A three-time heavyweight champion and the dominant heavyweight of his era, 38-year-old Lennox Lewis is retiring on his timetable, without any slur in his speech or drastic decline in his skills.
So the first question, as it would be with any retiring fighter who apparently carries a full load of brain cells is: Is this permanent?
In a sport where 55-year-old George Foreman, a two-time heavyweight champion, is again threatening to come back, is it inevitable Lewis, too, will someday do the same?
"Hopefully, what you'll see someday is the Lennox Lewis grill," said Lewis, referring to the cooking appliance Foreman endorsed after boxing, resulting in his second fortune.
Seemingly relaxed and content on a trip to Los Angeles a week after announcing he was ending his 14-year ring career, Lewis is believable when he stays he won't lace the gloves again.
Boxing never seemed to be an obsession with Lewis, who was as comfortable behind a chess board as he was in front of the heavy bag.
Lewis insisted the retirement decision was not made because of his narrow escape from defeat against Vitali Klitschko in their fight last June at Staples Center. Klitschko was ahead on all three judges' scorecards after six rounds when the fight was stopped because of a deep cut on Klitschko's left eyelid.
Instead, Lewis said, he has been trying to get out of the ring for a long time, but there always seemed to be a reason to stay. He spent the early part of his career fighting for recognition, unable to get fights against the big names of that period, like Mike Tyson, Riddick Bowe and Evander Holyfield. Lewis finally faced Holyfield in 1999, fought him to a controversial draw, then won the rematch.
"But I couldn't retire without facing Tyson," Lewis said. "He eluded me for a long time. He always wanted to go after somebody easier than me. If I had retired before facing him, people would have said, 'Well, you never fought Mike Tyson.' "
People could say he never fought the real Tyson, since Lewis faced him only a year and a half ago, long after Tyson had passed his prime. But Lewis says his eighth-round knockout victory gave him closure on his career.

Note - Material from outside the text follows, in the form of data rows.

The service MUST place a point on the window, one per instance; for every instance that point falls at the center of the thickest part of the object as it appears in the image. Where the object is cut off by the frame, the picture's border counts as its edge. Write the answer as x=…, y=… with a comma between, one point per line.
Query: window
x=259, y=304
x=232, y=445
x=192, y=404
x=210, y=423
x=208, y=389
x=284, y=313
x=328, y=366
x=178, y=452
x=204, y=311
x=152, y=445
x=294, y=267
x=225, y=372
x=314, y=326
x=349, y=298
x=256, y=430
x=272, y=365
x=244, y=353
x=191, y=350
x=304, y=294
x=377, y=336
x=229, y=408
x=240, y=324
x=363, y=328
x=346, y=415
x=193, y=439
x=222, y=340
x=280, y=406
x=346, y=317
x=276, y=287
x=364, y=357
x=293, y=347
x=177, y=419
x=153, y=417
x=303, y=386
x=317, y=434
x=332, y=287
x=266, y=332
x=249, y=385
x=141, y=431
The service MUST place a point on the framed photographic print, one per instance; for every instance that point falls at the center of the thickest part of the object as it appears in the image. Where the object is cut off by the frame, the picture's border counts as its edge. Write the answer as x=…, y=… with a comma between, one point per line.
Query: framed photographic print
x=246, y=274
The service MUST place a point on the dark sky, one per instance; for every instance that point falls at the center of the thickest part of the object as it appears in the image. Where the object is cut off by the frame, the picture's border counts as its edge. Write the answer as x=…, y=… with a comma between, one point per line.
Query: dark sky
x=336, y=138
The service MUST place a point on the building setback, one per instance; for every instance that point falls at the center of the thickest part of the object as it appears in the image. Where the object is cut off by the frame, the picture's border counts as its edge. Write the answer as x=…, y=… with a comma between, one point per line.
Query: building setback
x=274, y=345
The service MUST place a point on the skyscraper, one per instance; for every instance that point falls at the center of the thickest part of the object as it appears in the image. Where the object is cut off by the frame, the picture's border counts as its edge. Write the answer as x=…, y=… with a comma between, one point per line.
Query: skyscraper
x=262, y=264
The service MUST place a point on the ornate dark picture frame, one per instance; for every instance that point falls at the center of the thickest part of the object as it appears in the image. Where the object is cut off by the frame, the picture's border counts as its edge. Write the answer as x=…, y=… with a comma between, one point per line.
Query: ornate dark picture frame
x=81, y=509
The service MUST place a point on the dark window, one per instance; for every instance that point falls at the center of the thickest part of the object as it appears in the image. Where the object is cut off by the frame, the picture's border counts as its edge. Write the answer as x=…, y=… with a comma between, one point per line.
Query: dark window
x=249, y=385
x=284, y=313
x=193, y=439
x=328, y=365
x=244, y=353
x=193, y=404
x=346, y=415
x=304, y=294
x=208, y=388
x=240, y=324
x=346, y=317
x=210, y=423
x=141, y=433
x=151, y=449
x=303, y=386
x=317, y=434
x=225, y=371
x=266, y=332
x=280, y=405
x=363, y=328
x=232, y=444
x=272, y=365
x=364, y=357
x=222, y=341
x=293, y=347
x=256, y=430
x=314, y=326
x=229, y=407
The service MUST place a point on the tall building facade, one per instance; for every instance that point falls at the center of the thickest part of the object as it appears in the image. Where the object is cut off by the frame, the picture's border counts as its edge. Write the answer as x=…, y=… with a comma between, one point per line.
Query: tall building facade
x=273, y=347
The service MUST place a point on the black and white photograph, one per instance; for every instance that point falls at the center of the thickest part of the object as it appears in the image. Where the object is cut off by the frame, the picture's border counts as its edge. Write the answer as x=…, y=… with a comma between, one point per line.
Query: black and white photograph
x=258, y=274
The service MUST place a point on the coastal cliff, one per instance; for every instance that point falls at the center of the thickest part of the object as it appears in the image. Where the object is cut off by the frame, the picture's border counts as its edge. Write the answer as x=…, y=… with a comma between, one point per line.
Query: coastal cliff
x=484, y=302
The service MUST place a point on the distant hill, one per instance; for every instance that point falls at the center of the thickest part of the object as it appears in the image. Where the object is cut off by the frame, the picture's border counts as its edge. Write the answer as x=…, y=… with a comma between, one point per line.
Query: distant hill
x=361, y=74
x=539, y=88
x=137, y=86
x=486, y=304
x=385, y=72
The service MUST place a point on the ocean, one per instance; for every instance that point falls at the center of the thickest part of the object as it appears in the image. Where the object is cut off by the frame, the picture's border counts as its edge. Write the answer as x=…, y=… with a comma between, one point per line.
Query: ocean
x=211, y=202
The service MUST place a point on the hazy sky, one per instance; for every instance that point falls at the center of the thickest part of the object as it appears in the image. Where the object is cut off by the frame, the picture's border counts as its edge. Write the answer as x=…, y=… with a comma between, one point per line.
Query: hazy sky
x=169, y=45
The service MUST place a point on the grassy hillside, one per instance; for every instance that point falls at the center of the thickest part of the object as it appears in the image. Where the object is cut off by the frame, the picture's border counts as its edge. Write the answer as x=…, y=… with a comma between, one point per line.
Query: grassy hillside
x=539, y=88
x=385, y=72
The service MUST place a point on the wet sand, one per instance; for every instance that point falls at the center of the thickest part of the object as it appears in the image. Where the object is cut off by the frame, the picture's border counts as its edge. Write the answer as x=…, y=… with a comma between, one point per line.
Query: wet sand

Still, he signed to fight Kirk Johnson on the Staples Center card, "to see if I was still hungry to go on."
When Johnson was injured in training camp, Klitschko stepped in. And when Lewis-Klitschko was stopped prematurely because of the cut, there was a public clamor for a rematch. But, said Lewis, he decided enough was enough.
"I didn't really have anything to prove," Lewis said.
"Why do I have to keep proving myself? That's the drug of this sport that lures you back. There's always somebody else to beat, always a challenge.
"Instead, I have gotten out and I couldn't have written a better script for doing it. I go out as heavyweight champion, I wrote my own rules, did it my way and didn't succumb to other influences in the sport."
Lewis retires with a 41-2-1 record with 32 knockouts. If not for two punches, knockout blows by Oliver McCall and Hasim Rahman, Lewis could have gone undefeated. Is that frustrating for Lewis, who seemed clearly superior to those opponents?
"Those punches actually helped me in my career," Lewis said. "When I was knocked out by McCall, it made me realize who were the people I could depend on. Some of the people around me ran for the hills when I lost. As for the loss to Rahman, that rekindled my passion for the sport. Until then, the flame in me for boxing was dimming."
So what now?
"I am going to be involved in sports management," Lewis said. "There are a whole lot of athletes coming into money and I don't want to see them taken advantage of by some people out there. I want to see them achieve their goals."
Would he be interested in taking on as a client his old foe, Tyson, who has declared bankruptcy, but insists he will return to the ring in late spring?
"Yeah," said Lewis, "he's definitely marketable, but we'd have to put him on a budget."